Un gran dilema ético que plantea el Mundial
El Mundial de Brasil ha abierto un inesperado debate que puede resumirse en una simple pregunta: ¿Es razonable, ético, que países con enormes deudas sociales vuelquen parte de sus recursos a organizar gigantescos eventos deportivos?
Una parte de la sociedad brasileña ha respondido que no y lo hizo de una forma que se refleja en la violencia urbana que obligó a militarizar ciudades enteras y a una represión feroz por parte de las fuerzas de seguridad; también, con paros de trabajadores del transporte público que dejaron a millones de ciudadanos atrapados en las autopistas.
Los sectores disconformes con el Mundial, que no son sólo los que protestan, entienden que los más de 10.000 millones de dólares que su país gastó para hacer la competencia debieron haber sido puestos al servicio del transporte, la educación y la salud públicos. Así de simple.
En una dimensión infinitamente menor y por lo tanto incomparable, el Mundial brasileño también tendrá un costo para el Estado argentino: los 202 millones de pesos que el Gobierno aceptó gastar para que el certamen pueda ser visto gratuitamente por televisión en todo el país.
Aunque, como informó LA NACION, ese gasto se aproxima a lo que el Ministerio de Desarrollo Social invierte en un mes en su plan Seguridad Alimentaria, la cuestión no justifica que los argentinos salgan a las calles a enfrentarse con las fuerzas de seguridad y los gremios dispongan paros que generen más caos del que habitualmente hay en la Capital y el conurbano, pero eso no impide que la sociedad se haga preguntas similares a aquéllas. ¿Es razonable, ético, que habiendo miles de niños que comen salteado, hospitales públicos sin los insumos mínimos, y maestros, médicos y policías que ganan sueldos miserables se gasten 202 millones de pesos para que en todo el país se pueda ver el Mundial?
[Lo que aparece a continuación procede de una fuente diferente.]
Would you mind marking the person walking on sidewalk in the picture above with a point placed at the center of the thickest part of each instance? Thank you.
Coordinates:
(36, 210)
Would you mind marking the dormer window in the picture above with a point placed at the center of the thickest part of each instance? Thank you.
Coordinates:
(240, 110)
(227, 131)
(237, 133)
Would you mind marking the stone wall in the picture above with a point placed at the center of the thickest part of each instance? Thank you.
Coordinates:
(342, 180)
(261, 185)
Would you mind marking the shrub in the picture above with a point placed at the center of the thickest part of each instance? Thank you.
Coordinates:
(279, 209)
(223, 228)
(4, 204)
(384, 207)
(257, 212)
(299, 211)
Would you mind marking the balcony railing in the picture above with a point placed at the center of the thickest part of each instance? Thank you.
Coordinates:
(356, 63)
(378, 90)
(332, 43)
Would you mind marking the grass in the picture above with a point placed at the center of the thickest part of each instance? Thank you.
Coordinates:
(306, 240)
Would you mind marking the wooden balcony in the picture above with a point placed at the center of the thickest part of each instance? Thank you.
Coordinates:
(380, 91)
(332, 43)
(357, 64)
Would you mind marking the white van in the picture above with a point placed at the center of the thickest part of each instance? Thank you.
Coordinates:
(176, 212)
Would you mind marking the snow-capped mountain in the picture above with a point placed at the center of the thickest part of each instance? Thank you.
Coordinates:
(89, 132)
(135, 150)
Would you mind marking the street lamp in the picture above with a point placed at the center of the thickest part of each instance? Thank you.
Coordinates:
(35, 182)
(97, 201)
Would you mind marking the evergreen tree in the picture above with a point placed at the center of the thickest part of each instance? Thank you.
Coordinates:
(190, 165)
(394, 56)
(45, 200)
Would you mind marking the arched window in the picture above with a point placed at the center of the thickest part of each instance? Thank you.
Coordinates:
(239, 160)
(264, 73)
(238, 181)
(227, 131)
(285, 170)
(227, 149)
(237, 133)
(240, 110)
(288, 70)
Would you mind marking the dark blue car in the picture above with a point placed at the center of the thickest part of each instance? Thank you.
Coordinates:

No hace falta que los economistas aclaren que 202 millones de pesos son una gota en el presupuesto del país, ni que los funcionarios K digan que las cosas así planteadas constituyen un golpe bajo o que algún sociólogo explique que un buen momento frente a la tele puede reemplazar un plato de sopa. La cuestión es otra. Se trata de apuntar a la ética de la solidaridad, algo que solía citar Raúl Alfonsín cuando pregonaba la necesidad de asegurar justicia social y condiciones favorables para los más necesitados. Que no pasan justamente por ver partidos de fútbol por televisión.
Miles de brasileños están enojados, también, porque sospechan que los costos de las obras del Mundial pudieron haber sido menores, y están esperando que el su gobierno clarifique las cuentas.
Aquí, en cambio, no hay dudas: los 202 millones podrían no haber salido de las arcas públicas si se hubiese vendido publicidad a los privados, algo fácil, tratándose nada menos que de un Mundial de fútbol. Se optó, en cambio, por mantener la línea del Fútbol para Todos de entrecasa: el único que puede mandar mensajes a la inmensa audiencia que tendrán los partidos es el Gobierno.
Paradójicamente, esos pobres que casi no tienen para comer y de quienes Cristina dice, y con razón, que tienen derecho a mirar el Mundial, verán que antes, durante y después de los partidos la televisión les habla de un país maravilloso, lleno de gente feliz que concreta sus sueños. Una tomadura de pelo lindante con la crueldad. ¿O no?
Si al equipo de Sabella le va bien y llega a la final y el país entero se encandila con el Mundial y se olvida de todo, estas líneas quedarán como un canto a la estupidez y al resentimiento. Si, por el contrario, la pelota no entra y la televisión argentina termina transmitiendo partidos entre selecciones que nada tienen que ver con nosotros y los diarios llenan sus páginas para explicar por qué Messi no fue el del Barcelona y cuestionar la ausencia de Tévez, algunos se preguntarán si la costosísima parafernalia para transmitir el certamen valió la pena. Es así. Lo ideal sería que la sociedad se plantee sus dudas aun con Messi levantando la copa. Pero esto es fútbol y es la Argentina.